To improve the appearance of your neck, jawline, and chin, you have to actually stimulate the various layers of the skin to effect a noticeable change. Traditionally, that’s been done with radio frequency at two locations, which targets only the first few layers of the skin. And while you’ll certainly see immediate results with these therapies, they won’t last you very long.
For a treatment to truly work on the skin, you want it to actually damage the skin so that it stimulates regeneration - just like a chemical peel makes new skin grow by destroying the top layer of skin.
Ulthera: Like a neck lift without surgery
Ulthera goes a few steps further than traditional radio frequencies: it goes deeper, to the layer of skin where collagen and elastin is produced.
Ulthera uses ultrasound technology to essentially destroy and stimulate this tissue so that the skin has to “get back in shape” - which means improved elasticity and plumpness. The therapy’s promotional materials explain it as an “uplift” instead of a facelift.
While some patients see immediate results, the real magic (okay, science) of Ulthera happens 3-4 months after treatment - when much of the skin has undergone changes in texture. Most patients’ results last over a year, with some lasting as long as 2 years out.
Image c/o Ultherapy
How does Ulthera work?
Your physician will have you take a painkiller and possibly some medication to help you relax.
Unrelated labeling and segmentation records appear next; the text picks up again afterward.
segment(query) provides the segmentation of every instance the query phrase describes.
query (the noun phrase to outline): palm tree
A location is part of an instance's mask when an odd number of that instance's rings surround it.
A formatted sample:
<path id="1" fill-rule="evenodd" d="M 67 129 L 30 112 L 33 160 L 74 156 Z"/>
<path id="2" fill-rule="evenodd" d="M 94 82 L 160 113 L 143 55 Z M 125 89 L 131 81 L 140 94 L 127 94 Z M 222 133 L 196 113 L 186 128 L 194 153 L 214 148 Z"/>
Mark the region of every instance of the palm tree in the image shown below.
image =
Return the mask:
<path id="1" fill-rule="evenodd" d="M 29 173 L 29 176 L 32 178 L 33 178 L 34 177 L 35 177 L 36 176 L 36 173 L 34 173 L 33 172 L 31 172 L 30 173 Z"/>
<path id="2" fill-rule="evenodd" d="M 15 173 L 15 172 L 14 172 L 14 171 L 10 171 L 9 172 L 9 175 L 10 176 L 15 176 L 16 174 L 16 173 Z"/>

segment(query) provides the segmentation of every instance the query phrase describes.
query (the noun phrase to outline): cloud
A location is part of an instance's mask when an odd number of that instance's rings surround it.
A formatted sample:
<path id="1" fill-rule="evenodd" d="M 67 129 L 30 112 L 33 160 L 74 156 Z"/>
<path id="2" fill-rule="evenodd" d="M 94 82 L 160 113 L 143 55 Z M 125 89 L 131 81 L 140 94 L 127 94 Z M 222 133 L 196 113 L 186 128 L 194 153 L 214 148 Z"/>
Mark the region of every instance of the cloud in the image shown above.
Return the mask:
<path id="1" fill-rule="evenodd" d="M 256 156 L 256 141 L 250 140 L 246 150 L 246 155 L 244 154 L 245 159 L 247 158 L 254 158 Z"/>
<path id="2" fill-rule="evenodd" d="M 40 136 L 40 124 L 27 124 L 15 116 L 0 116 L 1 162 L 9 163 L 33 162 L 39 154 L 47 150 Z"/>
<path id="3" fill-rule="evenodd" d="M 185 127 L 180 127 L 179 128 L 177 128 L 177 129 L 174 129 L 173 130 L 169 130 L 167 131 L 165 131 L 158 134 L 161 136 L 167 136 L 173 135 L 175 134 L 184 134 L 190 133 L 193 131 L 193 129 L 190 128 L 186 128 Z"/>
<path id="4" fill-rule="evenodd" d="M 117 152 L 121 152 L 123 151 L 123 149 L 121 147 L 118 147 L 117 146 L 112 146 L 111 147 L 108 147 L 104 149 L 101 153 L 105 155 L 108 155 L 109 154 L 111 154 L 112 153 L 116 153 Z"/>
He will draw a sort of map on your face to illustrate the different areas in which it’s safe to Ultherapy, and then apply a topical cream to partially numb your skin. Then - the treatment itself.
The Ulthera wand looks a bit like a large glue gun, and your physician holds it to your skin as it “zaps” the lower layer. The device is connected to a machine that guides the physician as to where the different layers of skin and bone are located, and how deep the treatment is acting.
Depending on the strength of the therapy you select and the area in which it’s being applied, you can expect a mild to acute sensation similar to being snapped with a rubber band or - as some patients describe it - like getting a tattoo. (The latter is more accurate when you’re having a more intense treatment - when the physician goes over a certain area multiple times - in a sensitive area.)
You might experience some soreness or swelling after the treatment, but nothing serious enough to keep you from your daily routine.
How does Ulthera compare to invasive surgery?
With Ulthera, you’ll see immediate and longer-term results. These results won’t be as pronounced as those from a face, brow or neck lift, but they will also require less pain and downtime upfront.
Image c/o Ultherapy
Ulthera was designed for people who aren’t ready for invasive surgery – or just people who want to be proactive about their appearance. Also, folks who have had facial plastic surgery already can use Ulthera as a form of maintenance.
In terms of cost, Ulthera is considerably less expensive than invasive surgery – as low as a third of the cost of going under the knife (or needle).